Technology Description

The µGC prototype, developed by the University of Michigan, consists of a conventional sampling front-end module and a novel micro-analysis module. The front-end sampling module concentrates VOCs in the TCE vapor pressure range. A microfabricated µfocuser injects the sample onto the separation µcolumns with independent temperature control; scrubbed air is used as the carrier gas. The µdetector consists of an array of 4 different chemiresistor sensors, thus providing compound-specific response patterns. Both modules are controlled by customized software. Laboratory µGC studies showed that TCE detection limits in the low- and sub-ppb range could be obtained and that the µGC was applicable to analysis of other VOCs.

Demonstration Results

A field demonstration was conducted in the vicinity of Hill Air Force Base (AFB), UT; primarily in a house with known TCE VI. Concurrent reference samples were analyzed by TO-15. Field calibration detection limits were similar to those in the laboratory. TCE levels were varied by creating a negative indoor air pressure relative to sub-slab.
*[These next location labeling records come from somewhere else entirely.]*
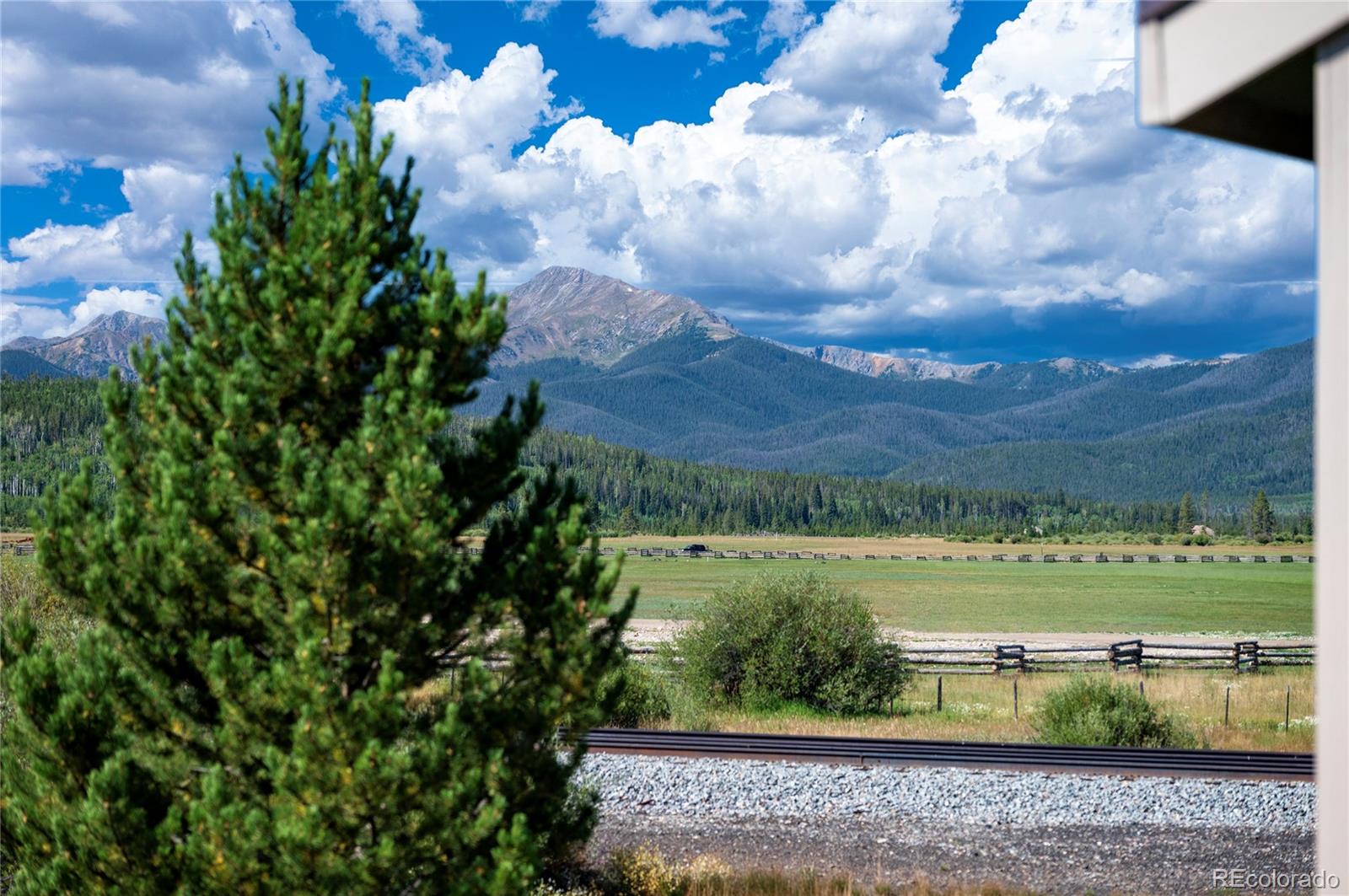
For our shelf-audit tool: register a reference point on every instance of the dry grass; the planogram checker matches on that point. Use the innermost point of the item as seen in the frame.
(917, 544)
(775, 883)
(644, 871)
(978, 707)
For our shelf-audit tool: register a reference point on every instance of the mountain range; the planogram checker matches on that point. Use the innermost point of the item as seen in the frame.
(658, 372)
(91, 351)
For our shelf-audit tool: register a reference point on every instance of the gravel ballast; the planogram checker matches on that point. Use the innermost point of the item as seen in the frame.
(1056, 833)
(744, 788)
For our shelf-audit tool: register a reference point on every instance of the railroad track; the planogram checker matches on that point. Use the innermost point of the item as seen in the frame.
(1039, 757)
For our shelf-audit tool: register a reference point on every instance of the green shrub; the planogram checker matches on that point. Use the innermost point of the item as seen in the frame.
(640, 693)
(795, 637)
(1094, 711)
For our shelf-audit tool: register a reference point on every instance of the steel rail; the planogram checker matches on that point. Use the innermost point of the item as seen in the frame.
(1042, 757)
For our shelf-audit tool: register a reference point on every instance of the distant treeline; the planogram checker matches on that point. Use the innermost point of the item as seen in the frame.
(634, 491)
(49, 426)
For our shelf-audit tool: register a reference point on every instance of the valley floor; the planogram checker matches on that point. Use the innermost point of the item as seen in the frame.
(1224, 599)
(938, 547)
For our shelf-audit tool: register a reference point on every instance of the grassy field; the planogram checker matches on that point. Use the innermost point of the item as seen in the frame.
(915, 544)
(980, 707)
(1009, 597)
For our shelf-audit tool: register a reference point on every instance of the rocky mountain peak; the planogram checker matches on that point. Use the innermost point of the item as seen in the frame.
(578, 314)
(101, 343)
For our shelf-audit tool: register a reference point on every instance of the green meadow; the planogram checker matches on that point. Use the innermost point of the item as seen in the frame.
(961, 595)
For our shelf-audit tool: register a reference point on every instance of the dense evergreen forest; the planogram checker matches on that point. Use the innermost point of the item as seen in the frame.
(1147, 435)
(49, 426)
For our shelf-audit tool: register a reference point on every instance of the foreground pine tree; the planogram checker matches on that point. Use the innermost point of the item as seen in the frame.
(261, 706)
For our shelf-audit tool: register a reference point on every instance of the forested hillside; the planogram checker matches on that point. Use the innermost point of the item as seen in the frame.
(49, 426)
(1225, 427)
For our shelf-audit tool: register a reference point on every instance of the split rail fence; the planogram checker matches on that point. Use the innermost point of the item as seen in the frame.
(1121, 656)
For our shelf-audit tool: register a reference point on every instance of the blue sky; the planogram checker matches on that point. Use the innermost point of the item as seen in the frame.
(917, 179)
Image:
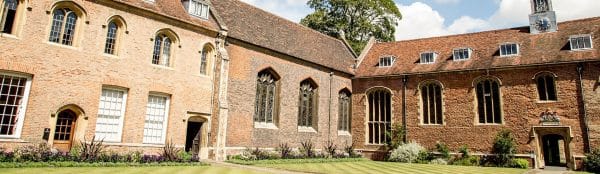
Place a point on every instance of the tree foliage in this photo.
(357, 19)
Comparison with concurrent TO-15 samples showed that the µGC prototype TCE accuracy was good above its TCE mitigation action level (2.3 ppb; at time of field demonstration), but less accurate below 1 ppb due to interfering VOCs. Long-term results showed that response stability was adequate and could be improved with µdetector temperature control. Temporal and spatial studies were conducted. Temporal TCE variations were effectively tracked by the µGC; including a 48-h unattended, automated run. Spatial studies showed concentration gradients indicating VI entry and an emplaced indoor TCE source. These studies illustrate the efficacy of the µGC prototype in real-world VI applications.

Implementation Issues

A primary implementation issue is that the µGC is not currently commercially available. Future work is needed to further reduce its size, improve ease of use, improve robustness, incorporate remote communications, and implement hardware and software refinements to improve accuracy. Using cost estimates, a commercial µGC for VI applications is anticipated to be more cost-effective than the traditional TO-15 approach.

This study stands as the first of its kind, where µGC instrumentation was shown capable of sustained, reliable, automated measurements of a trace-level component (TCE) in a complex VOC mixture under field conditions. µGC technology holds great promise for environmental monitoring problems (e.g., VI) where speciated low-concentration measurements are required.